Diamond-Blackfan anemia is an inherited blood disorder associated with a block in red blood cell development. It is most commonly caused by ribosomal protein abnormalities and associated with increased activity of p53, which is best known for its role as a tumor suppressor but in this case promotes red blood cell death. Taylor et al. first performed a chemical screen in zebrafish and identified calmodulin inhibitors as a potentially useful intervention. The authors then focused on the approved drug trifluoperazine, which suppressed the buildup of excess p53 and reversed hematopoietic abnormalities in zebrafish and mouse models, as well as cells from human patients.
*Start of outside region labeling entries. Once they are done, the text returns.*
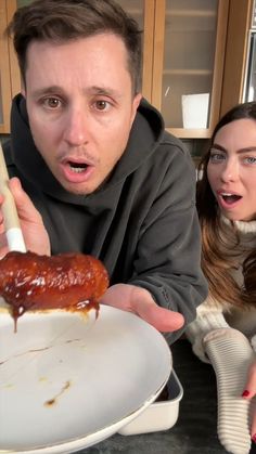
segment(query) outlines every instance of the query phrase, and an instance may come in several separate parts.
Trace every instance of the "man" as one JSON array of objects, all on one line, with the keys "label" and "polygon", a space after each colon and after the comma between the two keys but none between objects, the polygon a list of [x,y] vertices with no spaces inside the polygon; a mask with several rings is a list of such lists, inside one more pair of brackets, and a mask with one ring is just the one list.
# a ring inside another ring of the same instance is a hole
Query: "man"
[{"label": "man", "polygon": [[102,302],[174,341],[206,296],[195,172],[139,92],[137,24],[112,0],[37,0],[10,30],[23,95],[5,159],[27,248],[100,258]]}]

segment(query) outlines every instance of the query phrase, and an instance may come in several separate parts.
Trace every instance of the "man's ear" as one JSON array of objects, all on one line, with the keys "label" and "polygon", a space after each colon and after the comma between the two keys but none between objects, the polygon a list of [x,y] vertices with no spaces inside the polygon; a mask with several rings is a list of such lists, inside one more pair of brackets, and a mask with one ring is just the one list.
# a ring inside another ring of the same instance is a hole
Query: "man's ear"
[{"label": "man's ear", "polygon": [[133,98],[132,101],[132,116],[131,116],[131,124],[133,122],[133,119],[136,117],[136,113],[137,113],[137,108],[139,107],[139,104],[141,102],[142,99],[142,94],[141,93],[137,93]]}]

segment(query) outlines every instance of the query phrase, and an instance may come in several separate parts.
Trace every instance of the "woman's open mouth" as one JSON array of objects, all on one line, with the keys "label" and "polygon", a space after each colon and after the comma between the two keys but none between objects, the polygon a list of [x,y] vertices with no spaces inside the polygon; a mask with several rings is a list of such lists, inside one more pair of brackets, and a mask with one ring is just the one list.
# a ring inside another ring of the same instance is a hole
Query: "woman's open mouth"
[{"label": "woman's open mouth", "polygon": [[223,202],[228,205],[233,205],[242,198],[242,196],[238,194],[221,193],[219,195],[222,197]]}]

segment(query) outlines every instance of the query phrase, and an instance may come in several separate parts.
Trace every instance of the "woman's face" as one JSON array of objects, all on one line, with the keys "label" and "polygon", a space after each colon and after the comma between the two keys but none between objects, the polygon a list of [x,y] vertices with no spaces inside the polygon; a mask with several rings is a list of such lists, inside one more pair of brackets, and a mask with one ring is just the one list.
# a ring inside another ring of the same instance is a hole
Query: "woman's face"
[{"label": "woman's face", "polygon": [[256,219],[256,120],[234,120],[217,132],[207,177],[228,219]]}]

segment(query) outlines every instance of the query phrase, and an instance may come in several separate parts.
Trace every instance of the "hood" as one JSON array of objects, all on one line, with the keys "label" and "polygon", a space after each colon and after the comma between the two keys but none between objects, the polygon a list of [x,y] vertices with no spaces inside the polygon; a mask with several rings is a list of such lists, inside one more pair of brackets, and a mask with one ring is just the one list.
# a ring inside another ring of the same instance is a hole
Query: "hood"
[{"label": "hood", "polygon": [[154,152],[163,133],[164,121],[162,116],[145,100],[142,100],[131,128],[127,147],[107,181],[92,194],[75,195],[62,187],[38,152],[29,129],[26,100],[22,94],[17,94],[13,100],[11,111],[11,156],[9,164],[14,164],[26,180],[48,195],[79,205],[85,202],[85,197],[93,197],[95,193],[107,191],[139,168]]}]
Diamond-Blackfan anemia (DBA) is a rare hematopoietic disease characterized by a block in red cell differentiation. Most DBA cases are caused by mutations in ribosomal proteins and characterized by higher than normal activity of the tumor suppressor p53. Higher p53 activity is thought to contribute to DBA phenotypes by inducing apoptosis during red blood cell differentiation. Currently, there are few therapies available for patients with DBA. We performed a chemical screen using zebrafish ribosomal small subunit protein 29 (rps29) mutant embryos that have a p53-dependent anemia and identified calmodulin inhibitors that rescued the phenotype. Our studies demonstrated that calmodulin inhibitors attenuated p53 protein amount and activity. Treatment with calmodulin inhibitors led to decreased p53 translation and accumulation but does not affect p53 stability. A U.S. Food and Drug Administration–approved calmodulin inhibitor, trifluoperazine, rescued hematopoietic phenotypes of DBA models in vivo in zebrafish and mouse models. In addition, trifluoperazine rescued these phenotypes in human CD34+ hematopoietic stem and progenitor cells. Erythroid differentiation was also improved in CD34+ cells isolated from a patient with DBA. This work uncovers a potential avenue of therapeutic development for patients with DBA.